23. dfawcus ◴[13 Apr 25 17:11 UTC] No.43674250{3}[source]▶

>>43674013 #

That was two main developers, one doing most of the code and design, the other a largely closed subset of 3 or 4 nodes. Plus three other developers co-opted for implementing some of the nodes. [1]

The problem space itself could have probably grown to twice the number of lines of code, but there wouldn't have needed to be any more developers. Possibly only the original two. The others were only added for meeting deadlines.

As to the graph, it was fixed, but not a full mesh. A set of pipelines, with no power of N issue, as the collection of places things could talk to was fixed.

A simple diagram represented the major message flow between those 30 nodes.

Testing of each node was able to be performed in isolation, so UT of each node covered most of the behaviour. The bugs were three deadlocks, one between two major nodes, one with one major node.

The logging around the trigger for the deadlock allowed the cause to be determined and fixed. The bugs arose due to time constraints having prevented an analysis of the message flows to detect the loops/locks.

So for most messages, there were a limited number of destinations, mostly two, for some 5.

For a given "request", the flow of messages to the end of the fixed graph would be passing through 3 major nodes.
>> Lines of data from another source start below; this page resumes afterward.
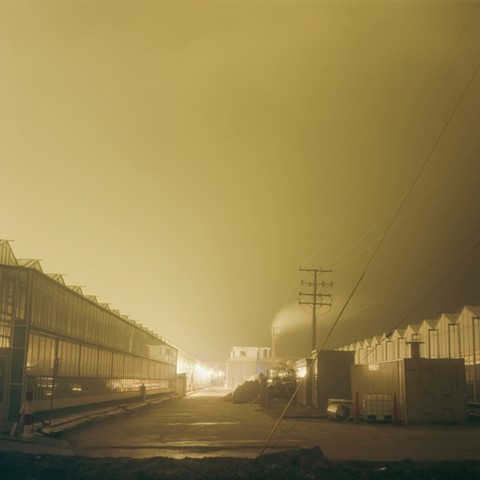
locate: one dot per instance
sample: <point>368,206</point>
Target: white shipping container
<point>422,390</point>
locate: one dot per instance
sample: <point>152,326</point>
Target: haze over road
<point>205,424</point>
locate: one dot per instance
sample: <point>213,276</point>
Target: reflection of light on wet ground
<point>179,450</point>
<point>201,423</point>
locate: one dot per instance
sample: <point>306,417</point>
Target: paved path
<point>206,424</point>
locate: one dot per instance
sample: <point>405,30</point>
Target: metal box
<point>422,390</point>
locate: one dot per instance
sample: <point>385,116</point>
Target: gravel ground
<point>292,465</point>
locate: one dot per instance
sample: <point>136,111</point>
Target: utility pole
<point>314,298</point>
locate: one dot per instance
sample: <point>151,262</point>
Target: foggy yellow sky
<point>182,159</point>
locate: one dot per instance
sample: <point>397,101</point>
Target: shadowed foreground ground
<point>293,465</point>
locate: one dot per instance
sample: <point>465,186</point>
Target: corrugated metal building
<point>450,336</point>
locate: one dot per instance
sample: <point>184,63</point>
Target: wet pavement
<point>206,424</point>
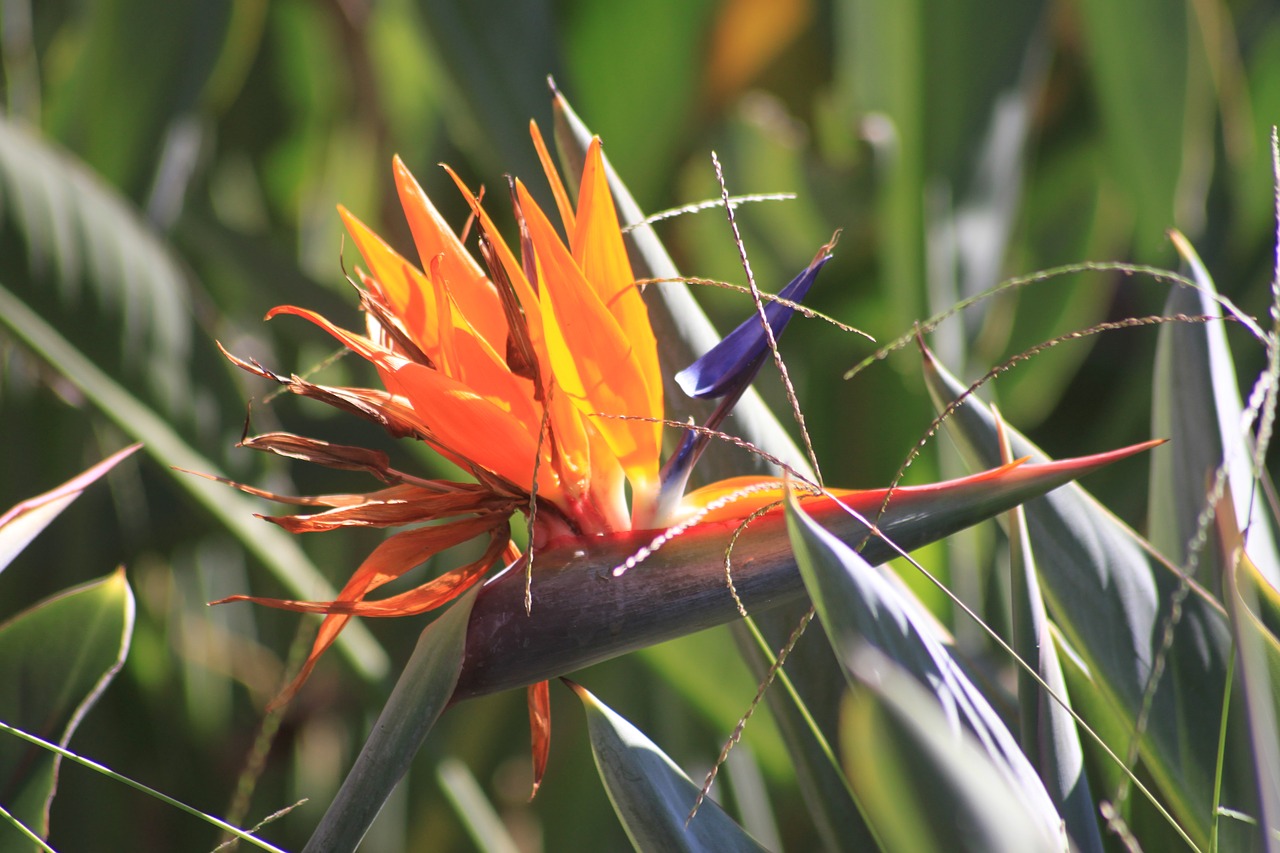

That then spawned the creation of the dynamic graph, with it having two major flows. One a control flow through another 3, the other a data flow through a different 3.

Within that dynamic graph there was a richer flow of messages, but the external flow from it simply had the two major paths.

Yes, reading the bodies of the methods does not inform as to the flows. One either had to read the "main" routine which built the graph, or better refer to the graph diagram and message flows in the design document.

Essentially a similar problem to dealing with "microservices", or plugable call-backs, where the structure can not easily be determined from the code alone. This is where design documentation is necessary.

However I found it easier to comprehend and work with / debug due to each node being a prodable "black box", plus having the graph of connections and message flows.

[1] Of those, only the first had any exerience with CSP or Go. The CSP expereince being with a library for C, the Go experience some minimal use a year earlier. The other developers were all new to CSP and Go. The first two developers were "senior" / "experienced".

24. codr7 ◴[13 Apr 25 20:09 UTC] No.43675474{4}[source]▶

>>43672293 #

Which misses the point of 20% imo; exploring space that would likely be missed in business as usual, encouraging creativity.

25. catern ◴[15 Apr 25 00:50 UTC] No.43687905[source]▶

>>43671930 (TP) #

>If you take enough steps back and really think about it, the only synchronization primitive that exists is a futex (and maybe atomics). Everything else is an abstraction of some kind.

You're going to be surprised when you learn that futexes are an abstraction too, ultimately relying on this thing called "cache coherence".

And you'll be really surprised when you learn how cache coherence is implemented.